Front Genet. 2025 Jun 26;16:1641162. doi: 10.3389/fgene.2025.1641162. eCollection 2025.
Extrachromosomal circular DNA (eccDNA) represents a class of circular DNA molecules derived from chromosomes with diverse roles in disease. Long eccDNAs (typically 1-5 kb) pose detection challenges due to their large size, hindering functional studies. We propose HyenaCircle, a novel deep learning model leveraging large language model and third-generation sequencing data to predict long eccDNA formation.
Full-length eccDNAs within 1-5 kb were identified by FLED algorithm for Nanopore sequencing data, extended by 100-bp flanking sequences, and paired with 20,000 length-matched negative controls from eccDNA-depleted genomic regions. HyenaCircle was built by adapting the pretrained HyenaDNA model with a designed classifier head. The strategies of data augmentation, regularization and class imbalance weighting were applied to increase model robustness.
HyenaCircle achieved comparable performance with a validation AUROC of 0.715 and recall of 0.776. It surpassed DNABERT by 5.9% in AUROC and demonstrated stable convergence. Hyperparameter optimization confirmed batch size 16 and learning rate 5 × 10 as optimal. The ablation studies revealed flanking sequences are important, as their removal reduced model stability. The model also showed superior stability over the baseline HyenaDNA architecture.
HyenaCircle integrated third-generation sequencing data and large language model for long eccDNA prediction, which outperformed the existing model. Our work demonstrates that the HyenaDNA architecture enables effective long-sequence genomic modeling and provides a new insight for eccDNA prediction and identification.

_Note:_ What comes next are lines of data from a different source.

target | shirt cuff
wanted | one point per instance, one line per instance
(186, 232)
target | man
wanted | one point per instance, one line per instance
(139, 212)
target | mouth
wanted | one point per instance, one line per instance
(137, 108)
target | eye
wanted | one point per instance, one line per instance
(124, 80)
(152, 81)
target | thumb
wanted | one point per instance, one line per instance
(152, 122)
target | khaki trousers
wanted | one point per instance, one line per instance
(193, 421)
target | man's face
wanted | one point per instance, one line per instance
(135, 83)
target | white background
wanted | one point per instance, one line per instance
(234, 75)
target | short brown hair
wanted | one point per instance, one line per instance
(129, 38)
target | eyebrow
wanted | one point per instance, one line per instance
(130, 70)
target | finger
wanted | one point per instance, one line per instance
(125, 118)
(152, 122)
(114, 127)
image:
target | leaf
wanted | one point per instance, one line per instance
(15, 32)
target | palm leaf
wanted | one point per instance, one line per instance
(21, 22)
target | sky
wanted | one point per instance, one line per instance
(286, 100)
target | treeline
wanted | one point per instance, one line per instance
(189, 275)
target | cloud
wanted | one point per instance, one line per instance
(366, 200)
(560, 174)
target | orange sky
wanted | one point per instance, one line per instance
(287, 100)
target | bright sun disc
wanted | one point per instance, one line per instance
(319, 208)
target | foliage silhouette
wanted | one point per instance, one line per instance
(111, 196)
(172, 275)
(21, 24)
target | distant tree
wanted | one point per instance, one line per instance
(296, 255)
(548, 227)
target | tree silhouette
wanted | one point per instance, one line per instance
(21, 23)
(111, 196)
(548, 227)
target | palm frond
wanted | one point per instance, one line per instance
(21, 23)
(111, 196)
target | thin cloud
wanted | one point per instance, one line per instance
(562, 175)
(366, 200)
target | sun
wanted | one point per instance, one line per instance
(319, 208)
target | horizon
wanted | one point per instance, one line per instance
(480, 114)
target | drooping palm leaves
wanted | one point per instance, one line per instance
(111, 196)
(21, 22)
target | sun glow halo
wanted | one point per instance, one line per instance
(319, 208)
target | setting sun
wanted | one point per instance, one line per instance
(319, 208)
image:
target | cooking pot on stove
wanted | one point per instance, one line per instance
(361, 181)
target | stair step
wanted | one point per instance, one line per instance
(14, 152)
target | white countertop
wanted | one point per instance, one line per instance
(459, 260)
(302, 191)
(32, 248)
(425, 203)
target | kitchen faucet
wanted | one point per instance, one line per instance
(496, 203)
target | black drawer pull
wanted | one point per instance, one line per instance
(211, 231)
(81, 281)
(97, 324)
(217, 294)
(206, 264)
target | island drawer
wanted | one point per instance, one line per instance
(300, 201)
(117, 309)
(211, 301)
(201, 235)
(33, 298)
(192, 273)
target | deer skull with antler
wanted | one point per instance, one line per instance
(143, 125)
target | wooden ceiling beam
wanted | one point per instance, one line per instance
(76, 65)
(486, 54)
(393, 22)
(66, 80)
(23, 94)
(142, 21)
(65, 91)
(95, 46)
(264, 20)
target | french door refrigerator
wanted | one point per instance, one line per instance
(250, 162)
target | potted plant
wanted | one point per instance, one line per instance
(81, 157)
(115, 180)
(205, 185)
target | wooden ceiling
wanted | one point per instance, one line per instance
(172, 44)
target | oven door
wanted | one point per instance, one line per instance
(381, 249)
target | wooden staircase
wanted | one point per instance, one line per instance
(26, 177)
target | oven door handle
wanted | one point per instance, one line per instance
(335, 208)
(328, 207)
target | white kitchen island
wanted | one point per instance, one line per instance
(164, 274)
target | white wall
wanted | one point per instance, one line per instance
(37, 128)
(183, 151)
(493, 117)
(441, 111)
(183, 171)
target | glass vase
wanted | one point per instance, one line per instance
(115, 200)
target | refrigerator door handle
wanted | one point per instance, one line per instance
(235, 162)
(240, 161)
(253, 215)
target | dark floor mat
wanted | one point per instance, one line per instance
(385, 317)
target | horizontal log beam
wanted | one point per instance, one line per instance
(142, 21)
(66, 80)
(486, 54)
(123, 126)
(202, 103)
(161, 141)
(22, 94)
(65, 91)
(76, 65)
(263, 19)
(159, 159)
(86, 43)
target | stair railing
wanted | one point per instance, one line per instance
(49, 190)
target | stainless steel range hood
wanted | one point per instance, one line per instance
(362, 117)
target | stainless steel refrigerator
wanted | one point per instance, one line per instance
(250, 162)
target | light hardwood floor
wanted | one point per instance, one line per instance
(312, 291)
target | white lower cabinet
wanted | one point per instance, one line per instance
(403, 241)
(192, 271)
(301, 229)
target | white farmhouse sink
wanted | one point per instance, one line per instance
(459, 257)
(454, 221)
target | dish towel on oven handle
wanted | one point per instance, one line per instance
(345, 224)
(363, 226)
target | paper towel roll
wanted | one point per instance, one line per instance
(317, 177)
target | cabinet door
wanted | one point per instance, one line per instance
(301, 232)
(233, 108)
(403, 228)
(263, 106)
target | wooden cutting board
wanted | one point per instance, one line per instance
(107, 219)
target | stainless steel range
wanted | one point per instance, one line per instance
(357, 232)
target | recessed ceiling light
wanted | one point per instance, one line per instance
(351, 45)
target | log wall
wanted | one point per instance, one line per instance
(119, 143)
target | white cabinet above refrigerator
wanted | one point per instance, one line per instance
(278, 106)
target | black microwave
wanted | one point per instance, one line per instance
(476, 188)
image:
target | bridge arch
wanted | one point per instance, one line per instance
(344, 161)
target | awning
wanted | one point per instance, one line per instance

染色体外环状DNA(eccDNA)是一类源自染色体的环状DNA分子,在疾病中具有多种作用。长eccDNA(通常为1-5 kb)因其尺寸较大,给检测带来挑战,阻碍了功能研究。我们提出了HyenaCircle,这是一种利用大语言模型和第三代测序数据来预测长eccDNA形成的新型深度学习模型。
通过FLED算法从纳米孔测序数据中鉴定出1-5 kb范围内的全长eccDNA,将其侧翼序列扩展100 bp,并与来自eccDNA缺失基因组区域的20,000个长度匹配的阴性对照配对。HyenaCircle是通过调整预训练的HyenaDNA模型并设计分类器头构建而成。应用数据增强、正则化和类不平衡加权策略来提高模型的鲁棒性。
HyenaCircle取得了相当的性能,验证AUROC为0.715,召回率为0.776。其在AUROC上比DNABERT高出5.9%,并显示出稳定的收敛性。超参数优化确定批量大小为16,学习率为5×10为最优。消融研究表明侧翼序列很重要,去除它们会降低模型稳定性。该模型在基线HyenaDNA架构上也表现出卓越稳定性。
HyenaCircle整合第三代测序数据和大语言模型用于长eccDNA预测,优于现有模型。我们的工作表明HyenaDNA架构能够实现有效的长序列基因组建模,并为eccDNA预测和鉴定提供了新的见解。